Par | Edition N°:429 Le 26/01/1999 | Partager

L'émigration clandestine prend une tournure qui devient de plus en plus inquiétante. Elle est inquiétante par le nombre de candidats à l'émigration. Elle est inquiétante par les risques extrêmes pris par les candidats. Enfin, elle est inquiétante par la signification qu'elle peut avoir sur les plans culturel et social. Certes, les conditions économiques expliquent pour une large part le mouvement, cependant s'arrêter là serait une erreur.
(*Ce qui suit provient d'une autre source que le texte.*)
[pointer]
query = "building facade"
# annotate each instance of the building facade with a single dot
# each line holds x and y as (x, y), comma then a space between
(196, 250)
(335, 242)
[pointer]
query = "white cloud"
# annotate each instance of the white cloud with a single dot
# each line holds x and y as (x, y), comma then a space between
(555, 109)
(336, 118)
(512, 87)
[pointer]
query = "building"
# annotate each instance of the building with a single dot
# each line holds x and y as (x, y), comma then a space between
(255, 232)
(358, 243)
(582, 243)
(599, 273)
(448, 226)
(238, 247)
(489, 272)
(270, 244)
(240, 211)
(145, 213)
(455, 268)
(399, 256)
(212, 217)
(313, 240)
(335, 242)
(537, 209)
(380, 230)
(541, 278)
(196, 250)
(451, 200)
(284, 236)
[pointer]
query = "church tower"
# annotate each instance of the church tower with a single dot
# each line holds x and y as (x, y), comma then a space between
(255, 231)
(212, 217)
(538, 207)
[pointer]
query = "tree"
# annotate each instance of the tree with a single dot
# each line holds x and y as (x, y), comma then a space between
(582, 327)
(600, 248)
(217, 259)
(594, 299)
En effet, les candidats émigrants ne sont pas de simples travailleurs à la recherche d'un emploi. Socialement et culturellement parlant ils ont peu de points communs avec les travailleurs émigrés traditionnels. Souvent, ce sont de jeunes gens ayant fait des études et qui ne sont pas totalement démunis sur le plan économique. Ils sont à la recherche d'une vie meilleure et plus facile. En fait, ils sont victimes de l'environnement biaisé que nous vivons en cette fin de siècle. Le monde est, paraît-il, en train de devenir un village global. La circulation de biens et de marchandises est de plus en plus facilitée. La circulation des idées et de l'information ignore les frontières. Cependant, paradoxalement la circulation des hommes, qui devrait être un corollaire de tout cela, est de plus en plus réduite. Les frontières deviennent de plus en plus étanches quand il s'agit des hommes eux-mêmes.
Cette contradiction insupportable génère des réactions extrêmes. Le problème de l'émigration clandestine est certes un problème économique d'abord, mais il est aussi en grande partie un problème culturel.